I use Symantac Ghost client the corporate version here at work to support our 400+ workstations works lovely when we have to retool the entire floor. But i think i will try clonezilla for work i do on the side looks like a handy app to have.

CharlieSpencer
CharlieSpencer

They all look like overkill for the 250-system environment where I work. I may image six or eight systems a month; often less. Some of my systems will run four years or more without re-imaging. I've tried to wade through MS configuration instructions for unattended installs, but it just looks like too much of a pain in the can. I'm slogging through the WAIK for W7 and it looks like I have to do a complete reinstallation from scratch before I can capture an update of an existing image. Why build a server and load up a bunch of tools to do what I can do with a Bart-PE CD and Ghost?

Angel_Tech
Angel_Tech

We use Ghost.. and I use Ghostcast server to get/push the images.. to have only 1 big file and not files divided every 2GB.. use the switch '-split=0' and you will be fine.. some of my biggest images are around 7GB.. if you use the console, also include the switch.
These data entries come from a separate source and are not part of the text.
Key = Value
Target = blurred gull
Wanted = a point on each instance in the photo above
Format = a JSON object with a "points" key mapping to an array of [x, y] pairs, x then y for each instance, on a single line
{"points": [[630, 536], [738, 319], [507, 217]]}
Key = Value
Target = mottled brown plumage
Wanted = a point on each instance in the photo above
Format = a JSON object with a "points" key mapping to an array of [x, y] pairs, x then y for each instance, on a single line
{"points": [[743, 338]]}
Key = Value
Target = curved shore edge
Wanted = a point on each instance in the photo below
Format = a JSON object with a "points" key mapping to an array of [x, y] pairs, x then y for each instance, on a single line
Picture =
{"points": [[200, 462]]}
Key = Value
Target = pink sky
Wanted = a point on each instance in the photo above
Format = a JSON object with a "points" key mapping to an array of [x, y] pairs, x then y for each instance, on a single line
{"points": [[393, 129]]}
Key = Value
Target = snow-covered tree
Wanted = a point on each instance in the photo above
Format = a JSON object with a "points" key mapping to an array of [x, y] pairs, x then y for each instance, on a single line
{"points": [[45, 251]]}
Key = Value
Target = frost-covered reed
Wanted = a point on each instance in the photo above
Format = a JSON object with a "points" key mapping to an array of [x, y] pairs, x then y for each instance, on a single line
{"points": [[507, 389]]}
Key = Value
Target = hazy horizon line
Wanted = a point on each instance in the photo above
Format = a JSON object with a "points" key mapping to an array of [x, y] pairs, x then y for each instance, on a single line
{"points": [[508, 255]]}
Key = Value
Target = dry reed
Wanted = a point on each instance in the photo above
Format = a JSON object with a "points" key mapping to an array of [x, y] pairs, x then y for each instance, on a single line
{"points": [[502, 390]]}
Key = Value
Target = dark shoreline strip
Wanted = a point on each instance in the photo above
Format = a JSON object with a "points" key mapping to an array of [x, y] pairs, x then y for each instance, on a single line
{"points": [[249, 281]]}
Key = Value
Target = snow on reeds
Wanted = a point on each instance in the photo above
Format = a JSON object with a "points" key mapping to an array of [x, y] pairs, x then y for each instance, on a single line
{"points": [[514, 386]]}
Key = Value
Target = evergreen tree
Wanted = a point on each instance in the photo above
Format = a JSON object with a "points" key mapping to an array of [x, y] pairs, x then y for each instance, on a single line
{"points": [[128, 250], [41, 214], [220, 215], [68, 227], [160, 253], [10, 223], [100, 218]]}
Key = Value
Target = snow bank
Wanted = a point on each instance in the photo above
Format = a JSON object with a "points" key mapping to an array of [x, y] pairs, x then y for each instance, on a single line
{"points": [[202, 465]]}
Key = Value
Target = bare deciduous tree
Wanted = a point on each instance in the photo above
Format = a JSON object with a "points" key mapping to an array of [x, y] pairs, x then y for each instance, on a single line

One thing I had to do was to reformat my external hard drive that would not take files over 4GB.. but that's another story.. Cheers :)

Jackmagurn
Jackmagurn

Hi, when you restore will it resize to accomodate a newer drive replacent?

lastchip
lastchip

Will it compress the file, similar to how Ghost does, or do you need an equivalent sized space to write to?

playyourcards
playyourcards

GHOST pros - ability to browse image, support cons - cost, boot/network driver problems CLONEZILLA pros - free, cd network boot works, speed cons - server not easy to config, can't browse image without mounting Jack, may i suggest putting a clonezilla server tutorial together? i could not get it to work for the life of me.

jmgarvin
jmgarvin

If you have a lot of machines you need to maintain, it's easier to do unattended installs. With a few number of machines, it's easier to image. With that being said, the tool my company makes is far superior to SCCM when it comes to unattended install of operating systems (and even msi packaging). You only need to modify the unattend.xml once and then bam, you're on your way. The AIK build is just clicking next, which is nice. Not to mention that Acronis is built right in, so you can snapshot and go...woo! Anyway the point being not all unattended tools are equally evil. :-)

CharlieSpencer
CharlieSpencer

I've made occasional attempts to find this switch. I suspected it existed but was never able find it documented. Thanks again!

lastchip
lastchip

I'm looking to clone a RAID 5, which is why I was asking.

yakupm
yakupm

Without compression, the cloned image will only be as large as the used space of the disk being imaged. If you choose compression, the default compression works just fine. I use clonezilla for cloning simple disks and hardware raid volumes.

daniel3168
daniel3168

I have never had any issues with the boot/network drivers for ghost. We can boot from a USB drive or push the a image remotely from the server. I use sysprep to rename and join the pc to our domain automatically. I also like AI snapshot that comes with ghost to create unattended installs. I do admit though ghost can be a bit of a pain to setup if you are not to familiar with it.